Bonneville Power Administration (BPA) has proposed two power line improvement projects that will allow more electricity produced at wind farms in Montana to flow to markets that need power, the agency said in a release.
The Northern Intertie Reinforcement Project would include substation, line and other equipment upgrades to increase capacity on BPA’s link to Canada in coordination with Puget Sound Energy.
The Colstrip Upgrade Project would combine system upgrades to boost transmission capacity in eastern Washington and Montana in coordination with a NorthWestern Energy project.
BPA said the additional upgrades will allow 3,200 megawatts of additional power to flow — about triple the generating capacity of Bonneville Dam — including 1,900 MW of wind.
“The projects will allow BPA to provide transmission service to wind projects in Montana,” said Brian Silverstein, BPA’s senior vice president for transmission service.
Most wind projects on the BPA system are located in the Columbia Gorge region, creating a challenge for grid operators to manage constant variations in wind output, BPA said.

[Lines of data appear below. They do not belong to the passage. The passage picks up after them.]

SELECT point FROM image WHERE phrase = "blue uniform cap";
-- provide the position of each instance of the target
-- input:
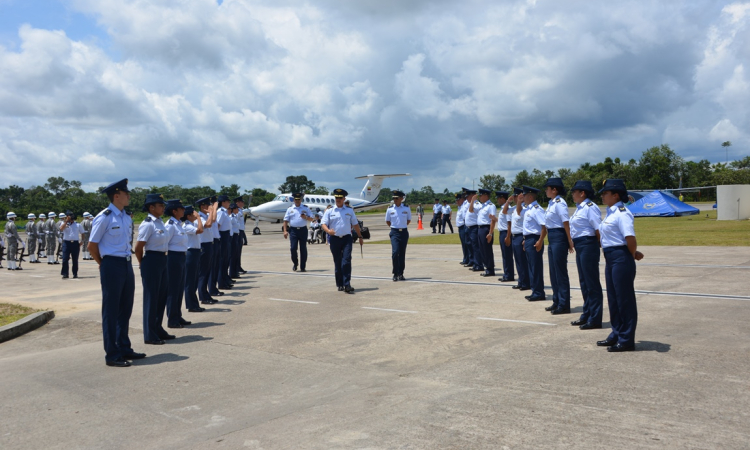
(117, 186)
(615, 185)
(152, 199)
(585, 186)
(557, 183)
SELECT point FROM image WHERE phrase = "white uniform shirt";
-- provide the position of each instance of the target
(556, 214)
(293, 215)
(153, 232)
(111, 230)
(486, 210)
(618, 224)
(71, 232)
(533, 219)
(471, 217)
(177, 236)
(398, 215)
(340, 220)
(585, 220)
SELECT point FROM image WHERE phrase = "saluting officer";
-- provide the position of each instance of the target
(295, 229)
(620, 249)
(533, 245)
(71, 231)
(193, 227)
(177, 246)
(486, 220)
(503, 227)
(398, 217)
(109, 245)
(463, 206)
(208, 219)
(584, 229)
(11, 236)
(338, 223)
(557, 228)
(31, 238)
(154, 239)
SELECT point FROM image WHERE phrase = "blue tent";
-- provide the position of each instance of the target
(661, 204)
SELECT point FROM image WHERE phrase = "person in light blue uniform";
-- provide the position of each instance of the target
(557, 228)
(208, 219)
(151, 252)
(620, 248)
(584, 230)
(398, 217)
(109, 245)
(177, 253)
(295, 229)
(71, 231)
(503, 226)
(193, 227)
(463, 207)
(338, 223)
(516, 240)
(477, 265)
(533, 243)
(486, 220)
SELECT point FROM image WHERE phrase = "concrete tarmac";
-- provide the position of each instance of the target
(446, 359)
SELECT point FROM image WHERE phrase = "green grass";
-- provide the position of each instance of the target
(9, 313)
(697, 230)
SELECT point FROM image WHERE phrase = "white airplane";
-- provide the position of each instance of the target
(274, 210)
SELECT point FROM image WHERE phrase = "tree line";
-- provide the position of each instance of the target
(658, 168)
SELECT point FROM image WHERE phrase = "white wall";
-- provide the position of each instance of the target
(728, 207)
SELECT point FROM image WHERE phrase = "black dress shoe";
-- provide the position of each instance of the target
(621, 348)
(118, 363)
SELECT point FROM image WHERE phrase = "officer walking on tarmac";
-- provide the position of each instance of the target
(295, 229)
(338, 223)
(109, 245)
(398, 217)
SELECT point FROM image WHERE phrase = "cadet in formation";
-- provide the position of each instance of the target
(295, 229)
(620, 250)
(557, 228)
(109, 246)
(503, 227)
(151, 252)
(486, 220)
(533, 245)
(398, 217)
(338, 223)
(584, 230)
(71, 244)
(12, 239)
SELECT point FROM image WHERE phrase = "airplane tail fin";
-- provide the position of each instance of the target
(374, 182)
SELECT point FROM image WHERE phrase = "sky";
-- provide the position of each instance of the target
(207, 92)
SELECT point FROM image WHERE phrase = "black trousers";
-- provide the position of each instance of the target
(71, 250)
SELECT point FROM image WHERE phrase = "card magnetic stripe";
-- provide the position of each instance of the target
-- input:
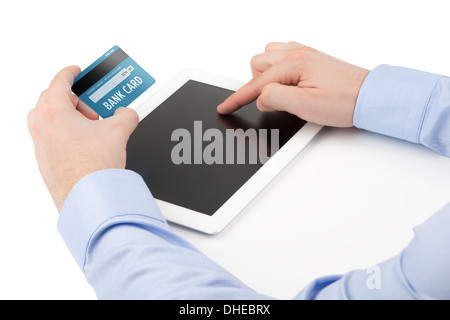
(97, 73)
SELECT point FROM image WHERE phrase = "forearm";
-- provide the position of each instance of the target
(114, 229)
(406, 104)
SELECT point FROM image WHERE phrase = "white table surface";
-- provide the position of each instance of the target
(348, 201)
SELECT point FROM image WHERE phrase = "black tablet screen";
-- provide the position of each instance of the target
(186, 164)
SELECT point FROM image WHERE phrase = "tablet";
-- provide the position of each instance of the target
(202, 167)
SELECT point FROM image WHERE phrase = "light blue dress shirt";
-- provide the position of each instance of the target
(126, 249)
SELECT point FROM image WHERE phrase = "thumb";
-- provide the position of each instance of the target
(279, 97)
(125, 121)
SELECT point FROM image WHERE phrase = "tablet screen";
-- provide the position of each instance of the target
(185, 163)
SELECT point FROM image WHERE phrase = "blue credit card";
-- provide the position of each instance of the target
(112, 81)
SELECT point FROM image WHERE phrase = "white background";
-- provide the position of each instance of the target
(364, 192)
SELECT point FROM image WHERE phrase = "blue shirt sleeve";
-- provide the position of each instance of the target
(123, 244)
(407, 104)
(120, 240)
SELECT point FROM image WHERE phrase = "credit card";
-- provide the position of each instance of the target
(112, 81)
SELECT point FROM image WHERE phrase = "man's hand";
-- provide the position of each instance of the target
(69, 140)
(310, 84)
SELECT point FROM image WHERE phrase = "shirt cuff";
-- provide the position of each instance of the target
(393, 101)
(100, 198)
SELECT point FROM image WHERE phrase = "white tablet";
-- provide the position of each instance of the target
(203, 168)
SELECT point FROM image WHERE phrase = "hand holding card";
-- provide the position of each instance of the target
(112, 81)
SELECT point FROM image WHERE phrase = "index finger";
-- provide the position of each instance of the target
(282, 73)
(63, 80)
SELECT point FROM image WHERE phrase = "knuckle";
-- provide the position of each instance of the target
(299, 54)
(269, 46)
(32, 123)
(254, 60)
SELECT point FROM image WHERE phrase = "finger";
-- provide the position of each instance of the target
(125, 120)
(262, 62)
(276, 46)
(278, 97)
(286, 72)
(83, 108)
(63, 80)
(292, 99)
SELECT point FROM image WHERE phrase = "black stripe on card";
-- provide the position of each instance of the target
(98, 72)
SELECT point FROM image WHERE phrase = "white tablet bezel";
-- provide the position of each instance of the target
(230, 209)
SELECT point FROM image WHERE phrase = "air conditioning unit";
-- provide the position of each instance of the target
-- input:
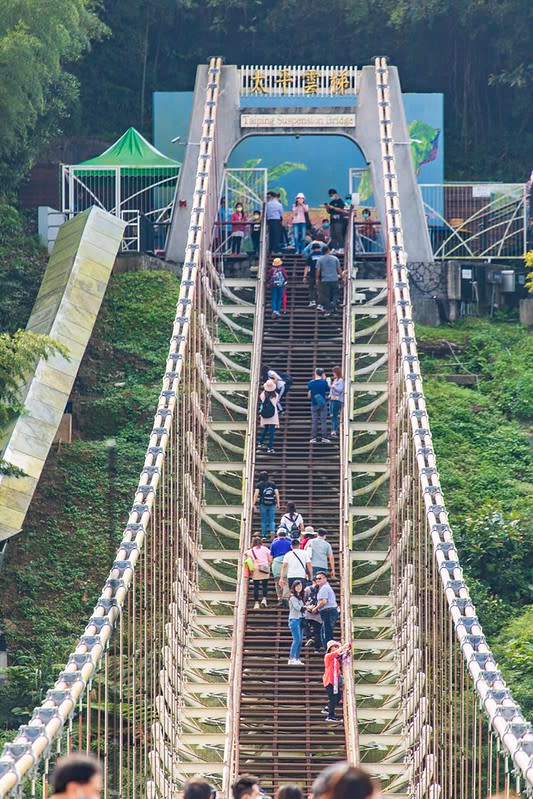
(453, 280)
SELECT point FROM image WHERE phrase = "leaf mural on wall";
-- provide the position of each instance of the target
(424, 143)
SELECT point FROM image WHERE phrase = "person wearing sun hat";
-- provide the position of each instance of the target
(268, 416)
(308, 535)
(331, 679)
(300, 215)
(277, 280)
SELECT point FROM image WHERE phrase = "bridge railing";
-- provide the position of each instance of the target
(248, 485)
(105, 698)
(350, 715)
(464, 734)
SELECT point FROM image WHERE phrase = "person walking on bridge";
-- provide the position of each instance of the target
(296, 565)
(321, 554)
(274, 217)
(77, 775)
(317, 393)
(246, 786)
(278, 549)
(328, 274)
(341, 780)
(257, 563)
(296, 611)
(327, 607)
(336, 400)
(266, 494)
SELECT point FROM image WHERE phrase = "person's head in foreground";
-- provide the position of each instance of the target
(77, 776)
(343, 781)
(289, 791)
(198, 788)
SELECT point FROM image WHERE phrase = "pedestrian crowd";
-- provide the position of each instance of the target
(295, 232)
(325, 394)
(301, 562)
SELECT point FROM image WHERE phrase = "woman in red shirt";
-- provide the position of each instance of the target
(332, 679)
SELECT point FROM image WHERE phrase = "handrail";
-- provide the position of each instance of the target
(33, 740)
(231, 758)
(515, 737)
(350, 706)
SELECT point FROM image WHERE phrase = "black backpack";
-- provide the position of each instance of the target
(268, 495)
(294, 532)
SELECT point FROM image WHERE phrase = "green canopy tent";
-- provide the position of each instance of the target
(131, 179)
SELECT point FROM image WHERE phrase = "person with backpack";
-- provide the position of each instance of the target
(322, 559)
(277, 279)
(255, 232)
(336, 400)
(266, 495)
(268, 416)
(312, 621)
(278, 549)
(257, 562)
(239, 223)
(318, 393)
(328, 273)
(296, 565)
(292, 521)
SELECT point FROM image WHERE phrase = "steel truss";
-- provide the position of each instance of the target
(463, 733)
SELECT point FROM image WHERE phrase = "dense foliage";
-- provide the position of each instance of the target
(37, 40)
(117, 53)
(485, 458)
(49, 584)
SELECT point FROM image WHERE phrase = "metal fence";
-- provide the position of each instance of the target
(476, 220)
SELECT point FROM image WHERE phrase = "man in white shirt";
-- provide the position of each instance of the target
(274, 217)
(296, 565)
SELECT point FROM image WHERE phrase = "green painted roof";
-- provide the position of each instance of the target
(132, 153)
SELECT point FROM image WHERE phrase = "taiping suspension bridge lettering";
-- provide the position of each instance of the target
(156, 683)
(298, 80)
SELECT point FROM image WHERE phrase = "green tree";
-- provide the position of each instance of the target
(38, 38)
(514, 652)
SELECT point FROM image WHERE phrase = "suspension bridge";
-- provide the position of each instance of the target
(174, 674)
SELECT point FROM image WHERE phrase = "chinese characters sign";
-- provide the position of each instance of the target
(298, 81)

“More geographic diversity in wind projects could make balancing easier,” Silverstein said.
BPA currently has 3,500 MW of wind generation connected to its network, an amount expected to double as early as 2013.
Montana, which ranks among the top five states for wind power potential, has just 375 MW of wind generation currently with about 500 MW planned by year end, according to a state website.
Last week, frustrated wind farm owners filed a complaint with federal regulators over a BPA policy that currently curtails wind operations in times of low demand and low prices.
The largest snowpack since 1997 has boosted Northwest river levels and hydro output, complicating growing competition between hydro and wind interests in the region where BPA operates 75 percent of the grid.
BPA said both upgrade plans were the result of a “network open season,” BPA’s process to gauge demand for new transmission.
The projects will work in conjunction with four new high-voltage lines already under construction or development that were identified in a 2008 open season.
Preliminary engineering and environmental review of the projects could take one to two years, BPA said. The federal agency will decide whether to proceed after that.